- Hilda Gibson at Downing Street (2008)
- Born: Hilda Gibson 16 January 1925 Blackpool, England
- Died: 30 December 2013 (aged 87–88) Huddersfield, England
- Known for: Campaign for recognition of Women's Land Army

= Hilda Gibson =

Hilda Kaye Gibson (1925 - 30 December 2013) was a member of the Women's Land Army, colloquially known as the Land Girls, during the Second World War, and campaigned to gain official governmental recognition for the service of WLA members.

Gibson worked as a member of the WLA from 1944 to 1946, initially stationed at Lincolnshire to control pests then was stationed at a poultry farm in Norfolk to feed poultry and clean their quarters.

She married Kenneth Gibson in 1948 and had three children: Stella, Laurence and Edward. In later life, Gibson was a poet, and was interviewed a number of times on BBC Radio 4 about her experiences as a Land Girl.

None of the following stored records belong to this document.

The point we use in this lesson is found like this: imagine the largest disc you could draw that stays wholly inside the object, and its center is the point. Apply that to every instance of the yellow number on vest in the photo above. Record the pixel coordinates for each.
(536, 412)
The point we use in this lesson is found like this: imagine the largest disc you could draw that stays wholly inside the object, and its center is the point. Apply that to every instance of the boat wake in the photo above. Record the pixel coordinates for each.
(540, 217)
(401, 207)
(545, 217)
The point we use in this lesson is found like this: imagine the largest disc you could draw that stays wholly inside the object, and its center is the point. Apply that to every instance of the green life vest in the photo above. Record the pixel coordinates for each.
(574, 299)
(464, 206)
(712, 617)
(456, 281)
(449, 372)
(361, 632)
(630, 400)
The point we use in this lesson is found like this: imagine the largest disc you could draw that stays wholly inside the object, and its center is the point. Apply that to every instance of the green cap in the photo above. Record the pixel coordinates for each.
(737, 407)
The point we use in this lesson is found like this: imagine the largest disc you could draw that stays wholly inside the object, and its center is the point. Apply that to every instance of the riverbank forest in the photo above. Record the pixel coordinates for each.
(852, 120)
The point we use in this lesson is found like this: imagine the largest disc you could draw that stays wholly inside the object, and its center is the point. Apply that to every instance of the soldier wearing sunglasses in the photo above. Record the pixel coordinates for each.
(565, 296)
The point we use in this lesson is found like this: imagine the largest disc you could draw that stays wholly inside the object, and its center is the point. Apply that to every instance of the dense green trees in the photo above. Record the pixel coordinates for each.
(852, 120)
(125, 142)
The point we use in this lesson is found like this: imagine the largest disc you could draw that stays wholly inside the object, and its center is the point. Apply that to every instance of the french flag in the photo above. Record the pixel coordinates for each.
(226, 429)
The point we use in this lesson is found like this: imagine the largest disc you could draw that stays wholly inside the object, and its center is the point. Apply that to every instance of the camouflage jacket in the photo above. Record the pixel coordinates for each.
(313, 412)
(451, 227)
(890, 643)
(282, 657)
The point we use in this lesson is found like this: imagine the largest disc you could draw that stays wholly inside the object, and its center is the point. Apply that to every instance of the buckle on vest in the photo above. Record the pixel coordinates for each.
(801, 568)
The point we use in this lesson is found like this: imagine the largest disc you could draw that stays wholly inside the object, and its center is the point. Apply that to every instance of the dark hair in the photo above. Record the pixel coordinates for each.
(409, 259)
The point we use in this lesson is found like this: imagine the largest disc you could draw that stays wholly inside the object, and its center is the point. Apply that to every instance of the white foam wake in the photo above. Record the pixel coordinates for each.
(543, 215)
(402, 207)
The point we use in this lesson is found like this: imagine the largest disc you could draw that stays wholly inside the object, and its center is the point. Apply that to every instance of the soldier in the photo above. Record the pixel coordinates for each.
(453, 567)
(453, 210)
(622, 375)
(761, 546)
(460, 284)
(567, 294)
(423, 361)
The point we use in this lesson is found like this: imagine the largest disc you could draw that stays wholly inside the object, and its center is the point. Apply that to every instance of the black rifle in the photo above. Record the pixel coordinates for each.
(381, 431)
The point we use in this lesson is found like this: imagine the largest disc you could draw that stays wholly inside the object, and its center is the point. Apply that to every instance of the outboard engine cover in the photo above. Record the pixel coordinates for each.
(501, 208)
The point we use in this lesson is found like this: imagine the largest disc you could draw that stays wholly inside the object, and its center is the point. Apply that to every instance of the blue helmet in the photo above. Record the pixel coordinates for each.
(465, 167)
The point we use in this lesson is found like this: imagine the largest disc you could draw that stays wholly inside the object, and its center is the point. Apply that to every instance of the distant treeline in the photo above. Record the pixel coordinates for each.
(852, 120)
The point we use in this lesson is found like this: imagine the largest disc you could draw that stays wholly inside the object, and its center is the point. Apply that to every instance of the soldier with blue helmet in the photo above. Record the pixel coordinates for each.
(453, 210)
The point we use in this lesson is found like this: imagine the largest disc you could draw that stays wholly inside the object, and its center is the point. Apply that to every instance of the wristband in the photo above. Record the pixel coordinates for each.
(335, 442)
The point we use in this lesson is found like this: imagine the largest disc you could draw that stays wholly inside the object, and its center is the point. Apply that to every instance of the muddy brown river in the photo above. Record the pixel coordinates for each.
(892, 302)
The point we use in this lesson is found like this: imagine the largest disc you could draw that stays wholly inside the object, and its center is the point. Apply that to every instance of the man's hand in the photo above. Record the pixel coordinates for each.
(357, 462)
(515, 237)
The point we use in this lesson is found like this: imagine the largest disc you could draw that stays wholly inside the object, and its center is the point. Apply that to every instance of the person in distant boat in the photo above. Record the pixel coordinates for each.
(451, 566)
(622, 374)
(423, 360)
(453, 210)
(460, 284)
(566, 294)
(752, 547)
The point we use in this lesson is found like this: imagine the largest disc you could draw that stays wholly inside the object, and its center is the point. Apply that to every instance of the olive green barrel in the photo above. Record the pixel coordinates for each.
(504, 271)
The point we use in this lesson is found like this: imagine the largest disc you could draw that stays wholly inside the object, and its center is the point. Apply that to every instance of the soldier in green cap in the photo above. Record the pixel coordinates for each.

Gibson received the badge of recognition in 2008 during a Prime Ministerial reception at Downing Street. On receipt of her medal, Gibson stated that "To serve one’s country in its greatest hour of need, in whatever capacity, for me remains memorable. To receive an award honouring the wartime work of the Women’s Land Army is a powerful and touching recognition."